Actually - what I really want to understand is how is Charles Yu’s Interior Chinatown at all genre other than because he previously wrote a genre novel? It’s great, but it’s not science fiction.

Adri: If you’re a Locus List contributor and you’re reading this, you know where to find us.

So, not to rush you if you’re not finished internally swearing, but we probably have to talk about notable omissions. The one I spotted which feels a little awkward to mention because I’m, uh, not particularly disappointed about it, is K.M. Szpara’s Docile. I had issues with the book, but it was also a big release and Szpara is a previous Hugo finalist, so it’s a little surprising that it’s not among the First Novels here.

Joe: Since we edited out our digression, I’ll be polite. I am not the reader for Docile. I did expect to see in First Novel and because I’m not the reader for that book, I share your lack of disappointment in it’s omission. For personal reasons, I also hope that I don’t have to read it for the Hugo Award this year.

Hey, we don’t have to be positive ALL the time at NoaF!

Okay.

Taking a breath here.

I’m not okay, Adri, and I’m not over it yet.

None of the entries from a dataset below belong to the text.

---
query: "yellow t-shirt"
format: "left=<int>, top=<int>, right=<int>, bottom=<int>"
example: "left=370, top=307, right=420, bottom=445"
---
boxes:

How in the everlasting fuck is Matt Wallace’s Savage Legion not included in either Fantasy or First Novel? Did they not read it? Did they miss it? Are we going to get a revised edition of that list with this glaring freaking error rectified? How? What? Who? Where? When? Why!


Adri
: Well, I can’t help with the thought process here, but having also not read it (sorry!) I will say you have at least convinced me to buy it, so I can put it with the other [number redacted] books from 2020 I have staring at me from my shelves. In seriousness, though, you’re not the only person who read and loved that book - and I think Matt Wallace’s Sin du Jour series was robbed of a Best Series nomination, to be honest - so I will sympathise with your pain.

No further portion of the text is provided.